Wolf came to Brown as part of a national tour to promote her new book, "Sexuality and Socialism." The talk was sponsored by the Pembroke Center, the Queer Alliance, the International Socialist Club and the departments of English and Modern Culture and Media.

Given the political context — and the 40th anniversary of the notorious Stonewall riots that have come to represent the LGBT movement of the 1960s — Wolf said she hoped the coincidental timing of her book's release would inspire discussion.

"It was just dumb luck," she said. "I don't see this book as something that should just be sitting on a shelf."

But she warned audience members the book was nothing like other "dull" books about sexuality that she said she had read.

"If you are a fan of long, plodding, impenetrable prose, I swear you will not like this book," she said.

After reading excerpts from various chapters aloud, Wolf moved her discussion to the reinvigorated LGBT movement. She said she thought the new movement was sparked by California's passage of Proposition 8, which established the constitutional definition of marriage as between a man and a woman. Despite the current generation's increasing level of acceptance toward the LGBT community, the shock of seeing its rights taken away — coupled with the recent increase in police raids on gay bars that she likened to the one that sparked the Stonewall riots in 1969 — whipped up a new wave of anger among the movement's participants, Wolf said.

"The posture of this movement is so important and such a departure from previous years. And I think that it's a reflection of this generation," Wolf said. "This is not new, the attacks are not new, the backlash is not new.
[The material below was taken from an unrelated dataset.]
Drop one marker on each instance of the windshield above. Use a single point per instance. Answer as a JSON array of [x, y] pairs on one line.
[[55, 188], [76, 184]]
What's new is the posture, the outrage."

To effect change, she said people must demand civil rights instead of waiting for others to make important decisions.

"This is our Rosa Parks moment," she said, "and we are insisting on sitting in the front of the bus."

"She certainly knows how to fire up a room," Hannah Boettcher '12 said after the lecture. "If everybody had that same passion, we wouldn't need these types of talks."